A 100 Mbps connection can theoretically download at 12.5 MB/s. In practice, protocol overhead reduces this further.
Why the Gap Between Advertised and Actual Storage
The conversion factor compounds across prefix steps. At the gigabyte level, the difference is about 7 %; at the terabyte level it is about 9 %.
| Advertised | Bytes | Shown in Windows (GiB) |
|---|---|---|
| 256 GB SSD | 256 000 000 000 | ≈ 238 GiB |
| 1 TB HDD | 1 000 000 000 000 | ≈ 931 GiB |
| 4 TB HDD | 4 000 000 000 000 | ≈ 3 725 GiB |
The bytes are all there — the discrepancy is entirely a labelling convention, not missing data.
RAM Is Different
RAM capacity is specified by manufacturers using binary quantities (1 GB of RAM = 1 073 741 824 bytes), but memory chips are addressed in powers of 2 by design.

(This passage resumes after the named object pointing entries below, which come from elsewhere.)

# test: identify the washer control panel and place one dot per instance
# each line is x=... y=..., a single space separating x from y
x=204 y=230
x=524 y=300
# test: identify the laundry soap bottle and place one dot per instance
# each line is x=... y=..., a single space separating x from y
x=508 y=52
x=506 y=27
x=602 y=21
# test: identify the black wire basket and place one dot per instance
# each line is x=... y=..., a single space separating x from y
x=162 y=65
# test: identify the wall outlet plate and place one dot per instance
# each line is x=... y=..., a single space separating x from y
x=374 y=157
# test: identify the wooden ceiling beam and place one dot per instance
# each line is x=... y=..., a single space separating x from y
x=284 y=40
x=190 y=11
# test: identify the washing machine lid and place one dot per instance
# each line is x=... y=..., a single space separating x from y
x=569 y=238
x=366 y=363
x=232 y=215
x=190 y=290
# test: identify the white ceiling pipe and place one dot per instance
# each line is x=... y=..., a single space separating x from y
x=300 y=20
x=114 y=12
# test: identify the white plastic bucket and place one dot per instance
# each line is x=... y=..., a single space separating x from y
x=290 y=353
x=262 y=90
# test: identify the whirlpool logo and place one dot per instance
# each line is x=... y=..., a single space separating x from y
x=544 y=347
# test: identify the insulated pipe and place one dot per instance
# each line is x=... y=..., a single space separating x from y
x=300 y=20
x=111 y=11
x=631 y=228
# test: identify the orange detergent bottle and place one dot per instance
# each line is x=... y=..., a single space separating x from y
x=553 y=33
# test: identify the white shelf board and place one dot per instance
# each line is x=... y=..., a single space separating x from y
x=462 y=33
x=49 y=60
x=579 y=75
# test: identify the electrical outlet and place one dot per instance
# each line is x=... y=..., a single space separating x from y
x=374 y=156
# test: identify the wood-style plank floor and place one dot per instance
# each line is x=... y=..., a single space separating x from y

This means your 16 GB RAM stick genuinely holds 16 GiB — unlike a hard drive marketed as "16 GB" which holds only 16 000 000 000 bytes.
Frequently Asked Questions (FAQ)
What is the difference between kB and KiB?
1 kilobyte (kB) = 1 000 bytes (decimal, SI prefix). 1 kibibyte (KiB) = 1 024 bytes (binary, IEC prefix). The IEC introduced the "kibi-", "mebi-", and "gibi-" prefixes in 1998 to resolve the ambiguity. File system tools and operating systems often use the binary definition while labelling it "KB", which causes confusion.
Why does my hard drive show less space than advertised?
Drive manufacturers use decimal prefixes (1 GB = 1 000 000 000 bytes), while Windows reports capacity using binary units (1 GB = 1 073 741 824 bytes) but labels them "GB". A 1 TB drive contains 1 000 000 000 000 bytes, which Windows shows as roughly 931 GB.
What is the difference between a bit and a byte?
1 byte = 8 bits. Bits are used for network speeds (Mbps, Gbps), while bytes measure file sizes and storage. To estimate a download time, divide the file size in megabytes by the connection speed in megabits per second, then multiply by 8.
How many bytes are in a GiB?
1 GiB (gibibyte) = 2³⁰ bytes = 1 073 741 824 bytes exactly. This is the amount that most operating systems call "1 GB" when reporting RAM or storage.
Disclaimer
Decimal prefixes (kB, MB, GB…) use powers of 1 000 per the SI standard. Binary prefixes (KiB, MiB, GiB…) use powers of 1 024 per the IEC 80000-13 standard.